Oasmia has completed a directed share issue of approximately 165 MSEK
March 4, 2019
Oasmia Pharmaceutical AB (publ) (“Oasmia” or the ”Company”) hereby announces that the Company has carried out a placing of shares in the Company, through a directed issue of 22,948,535 shares, corresponding to approximately 10.2 percent of the share capital in the Company, to a limited group of previously informed investors (the “Directed Issue”). The shares will be paid in cash and the subscription price in the Directed Issue was determined to 7.19 SEK per share. The Directed Issue will give the Company gross proceeds of approximately 165 MSEK.

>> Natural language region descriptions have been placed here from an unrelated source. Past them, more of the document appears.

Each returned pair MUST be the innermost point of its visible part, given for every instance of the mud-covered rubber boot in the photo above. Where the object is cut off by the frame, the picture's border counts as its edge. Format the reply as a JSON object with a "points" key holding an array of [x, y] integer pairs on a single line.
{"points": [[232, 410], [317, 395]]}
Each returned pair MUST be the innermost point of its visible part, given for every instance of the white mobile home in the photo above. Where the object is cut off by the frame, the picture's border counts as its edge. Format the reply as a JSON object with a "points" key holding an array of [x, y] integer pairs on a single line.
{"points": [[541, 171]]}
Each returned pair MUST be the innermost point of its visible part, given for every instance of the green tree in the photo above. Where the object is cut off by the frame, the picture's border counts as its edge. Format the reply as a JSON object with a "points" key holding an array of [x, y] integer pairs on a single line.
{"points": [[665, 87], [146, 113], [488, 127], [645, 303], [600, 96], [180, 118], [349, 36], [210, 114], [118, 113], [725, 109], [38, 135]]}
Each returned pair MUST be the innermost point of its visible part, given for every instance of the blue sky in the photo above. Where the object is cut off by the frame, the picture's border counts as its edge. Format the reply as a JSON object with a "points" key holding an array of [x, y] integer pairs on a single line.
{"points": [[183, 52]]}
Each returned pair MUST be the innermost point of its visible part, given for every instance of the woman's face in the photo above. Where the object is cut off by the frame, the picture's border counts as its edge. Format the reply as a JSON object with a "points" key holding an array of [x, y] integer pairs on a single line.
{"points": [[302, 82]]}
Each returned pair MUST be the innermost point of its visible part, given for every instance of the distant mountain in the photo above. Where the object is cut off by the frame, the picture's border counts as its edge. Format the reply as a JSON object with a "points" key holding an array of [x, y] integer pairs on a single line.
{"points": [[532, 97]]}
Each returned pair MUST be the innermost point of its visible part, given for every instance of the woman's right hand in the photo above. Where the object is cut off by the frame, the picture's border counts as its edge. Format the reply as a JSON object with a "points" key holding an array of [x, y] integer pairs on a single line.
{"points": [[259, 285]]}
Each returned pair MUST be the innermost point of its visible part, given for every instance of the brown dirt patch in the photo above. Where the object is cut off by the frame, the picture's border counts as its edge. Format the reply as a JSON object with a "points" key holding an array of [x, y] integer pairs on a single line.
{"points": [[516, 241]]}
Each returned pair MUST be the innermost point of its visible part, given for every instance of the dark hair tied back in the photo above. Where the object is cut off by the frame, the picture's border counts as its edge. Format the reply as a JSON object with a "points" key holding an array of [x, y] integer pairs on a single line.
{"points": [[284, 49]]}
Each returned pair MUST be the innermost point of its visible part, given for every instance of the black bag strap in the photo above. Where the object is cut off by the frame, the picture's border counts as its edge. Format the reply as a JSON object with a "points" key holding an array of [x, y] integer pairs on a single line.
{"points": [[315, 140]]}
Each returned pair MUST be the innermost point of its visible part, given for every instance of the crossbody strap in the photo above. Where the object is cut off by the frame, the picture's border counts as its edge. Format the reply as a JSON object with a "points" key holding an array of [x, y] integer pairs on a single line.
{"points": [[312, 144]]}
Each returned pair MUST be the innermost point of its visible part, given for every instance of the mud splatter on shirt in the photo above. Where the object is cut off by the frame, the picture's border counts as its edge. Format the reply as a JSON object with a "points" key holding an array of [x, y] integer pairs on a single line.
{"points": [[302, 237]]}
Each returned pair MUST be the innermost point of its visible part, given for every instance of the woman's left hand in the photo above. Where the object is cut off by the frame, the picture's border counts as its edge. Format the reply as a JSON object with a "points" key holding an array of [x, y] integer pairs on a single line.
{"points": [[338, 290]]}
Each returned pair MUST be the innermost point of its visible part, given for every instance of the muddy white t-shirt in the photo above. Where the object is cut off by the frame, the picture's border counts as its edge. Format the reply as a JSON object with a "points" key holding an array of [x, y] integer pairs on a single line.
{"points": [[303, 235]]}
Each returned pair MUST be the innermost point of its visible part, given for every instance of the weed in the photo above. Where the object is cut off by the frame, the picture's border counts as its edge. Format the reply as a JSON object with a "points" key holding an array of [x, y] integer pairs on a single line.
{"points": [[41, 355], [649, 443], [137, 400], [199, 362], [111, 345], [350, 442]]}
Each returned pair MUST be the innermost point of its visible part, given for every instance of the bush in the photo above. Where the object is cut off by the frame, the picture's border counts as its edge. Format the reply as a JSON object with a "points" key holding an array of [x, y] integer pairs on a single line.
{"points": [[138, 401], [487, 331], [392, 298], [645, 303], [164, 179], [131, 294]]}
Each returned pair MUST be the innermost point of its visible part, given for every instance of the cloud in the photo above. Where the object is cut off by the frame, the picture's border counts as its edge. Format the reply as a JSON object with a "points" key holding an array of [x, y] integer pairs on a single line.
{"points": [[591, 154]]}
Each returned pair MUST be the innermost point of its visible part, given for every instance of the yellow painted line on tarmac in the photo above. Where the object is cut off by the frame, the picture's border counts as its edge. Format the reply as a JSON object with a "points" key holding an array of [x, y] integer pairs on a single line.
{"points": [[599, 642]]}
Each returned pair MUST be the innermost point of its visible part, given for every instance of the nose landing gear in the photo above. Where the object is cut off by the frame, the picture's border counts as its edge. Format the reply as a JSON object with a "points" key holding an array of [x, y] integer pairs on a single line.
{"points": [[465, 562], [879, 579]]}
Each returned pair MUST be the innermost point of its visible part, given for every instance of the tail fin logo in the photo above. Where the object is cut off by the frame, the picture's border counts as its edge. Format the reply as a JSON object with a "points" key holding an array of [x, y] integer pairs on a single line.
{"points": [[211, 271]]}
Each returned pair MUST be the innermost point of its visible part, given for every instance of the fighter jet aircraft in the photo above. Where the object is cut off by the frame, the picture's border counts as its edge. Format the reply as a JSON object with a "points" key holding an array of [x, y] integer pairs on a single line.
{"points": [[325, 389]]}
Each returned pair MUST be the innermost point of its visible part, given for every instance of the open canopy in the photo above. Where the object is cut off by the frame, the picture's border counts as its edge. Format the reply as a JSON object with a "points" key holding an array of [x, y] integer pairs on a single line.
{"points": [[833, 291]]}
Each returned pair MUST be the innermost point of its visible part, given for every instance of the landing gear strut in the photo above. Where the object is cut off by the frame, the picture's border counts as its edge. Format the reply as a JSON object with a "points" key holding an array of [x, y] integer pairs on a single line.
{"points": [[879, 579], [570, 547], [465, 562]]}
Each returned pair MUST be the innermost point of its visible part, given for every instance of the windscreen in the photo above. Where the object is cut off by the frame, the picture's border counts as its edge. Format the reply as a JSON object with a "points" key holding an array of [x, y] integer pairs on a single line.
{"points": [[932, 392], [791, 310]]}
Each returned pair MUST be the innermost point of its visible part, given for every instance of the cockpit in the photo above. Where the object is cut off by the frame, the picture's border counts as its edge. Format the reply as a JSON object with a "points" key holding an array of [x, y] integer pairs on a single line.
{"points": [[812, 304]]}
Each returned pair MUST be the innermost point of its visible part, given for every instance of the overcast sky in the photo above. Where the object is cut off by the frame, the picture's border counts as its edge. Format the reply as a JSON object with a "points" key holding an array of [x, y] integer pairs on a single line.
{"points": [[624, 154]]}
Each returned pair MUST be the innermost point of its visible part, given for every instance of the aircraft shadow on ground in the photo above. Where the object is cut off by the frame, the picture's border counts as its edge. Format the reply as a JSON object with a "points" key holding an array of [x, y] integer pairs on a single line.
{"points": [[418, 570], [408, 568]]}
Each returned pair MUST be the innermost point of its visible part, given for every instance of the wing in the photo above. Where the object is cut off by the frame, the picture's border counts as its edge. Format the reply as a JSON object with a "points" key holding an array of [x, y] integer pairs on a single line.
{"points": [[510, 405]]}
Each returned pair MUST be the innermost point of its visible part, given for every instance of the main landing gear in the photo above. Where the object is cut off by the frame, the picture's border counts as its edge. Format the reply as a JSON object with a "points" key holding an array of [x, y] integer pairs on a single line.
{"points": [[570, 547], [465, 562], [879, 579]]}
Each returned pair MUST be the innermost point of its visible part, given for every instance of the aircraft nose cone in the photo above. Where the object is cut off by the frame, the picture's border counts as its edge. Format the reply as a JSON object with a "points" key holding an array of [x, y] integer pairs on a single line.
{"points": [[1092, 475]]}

To carry out the placing, the Board of Directors of Oasmia has, based on the issue authorization granted by the annual general meeting held on 25 September 2018 and after a completed bookbuilding procedure, resolved on a directed issue of 22,948,535 shares at a subscription price of 7.19 SEK per share, giving the Company gross proceeds of approximately 165 MSEK. The subscription price has been determined through an accelerated bookbuilding procedure directed to investors and is therefore, deemed to correspond to the market price for the share with a deduction of a market-based discount. The Board of Directors has hence ensured the fair market subscription price.
The reasons for the deviation from the shareholders’ pre-emptive rights is to diversify the shareholder base with institutional investors and investors in the pharmaceutical sector, including the Company’s partner OncoGenerix USA, Inc. for an amount of approximately 70 MSEK, and at the same time raise capital in a time- and cost-efficient way.
The net proceeds of the Directed Issue are intended to be used to strengthen the working capital and finance the on-going operations. Through the Directed Issue, Oasmia is, according to the Board of Directors, given needed capital, time and opportunity to continue and finalize certain on-going activities which will be the basis to fulfil the Company’s long-term commercial strategy.
The Directed Issue entails a dilution of approximately 10.2 percent of the number of shares and votes in the Company. Through the Directed Issue the number of shares and votes will increase with 22,948,535 from 201,952,111 to 224,900,646. The share capital will increase with 2,294,853.50 SEK from 20,195,211.10 SEK to 22,490,064.60 SEK.
Mangold Fondkommission AB has acted as financial advisor in relation to the Directed Issue.
For more information:
Julian Aleksov, Executive Chairman
Tel: +46 (0)18 50 54 40
Notes to editors:
About Oasmia Pharmaceutical AB
Oasmia Pharmaceutical AB (NASDAQ: OASM) develops, manufactures, markets and sells new generations of drugs in the field of human and veterinary oncology. The company’s product development aims to create and manufacture novel nanoparticle formulations and drug-delivery systems based on well-established cytostatics which, in comparison with current alternatives, show improved properties, reduced side-effects, and expanded applications. The company’s product development is based on its proprietary in-house research and company patents. Oasmia is listed on NASDAQ Capital Markets (OASM.US), Frankfurt Stock Exchange (OMAX.GR, ISIN SE0000722365) and NASDAQ Stockholm (OASM.ST).
This press release does not constitute a prospectus in accordance with the meaning of such term in directive 2003/71/EC. Nor does this press release constitute or form part of a solicitation or an offer to purchase, sell, subscribe for, or in any other way trade in securities in Oasmia. The publication or distribution of this press release may in certain jurisdictions be subject to restrictions in accordance with relevant laws and persons in the jurisdictions where this press release has been published or distributed shall inform themselves of, and follow, such restrictions. Any securities referred to in this communication may not be offered or sold in any jurisdiction absent registration under applicable securities laws or an exemption from registration.
This information is information that Oasmia Pharmaceutical AB is obliged to make public pursuant to the EU Market Abuse Regulation. The information was submitted for publication, through the agency of the contact person set out above, at 08.45 CET on March 4, 2019.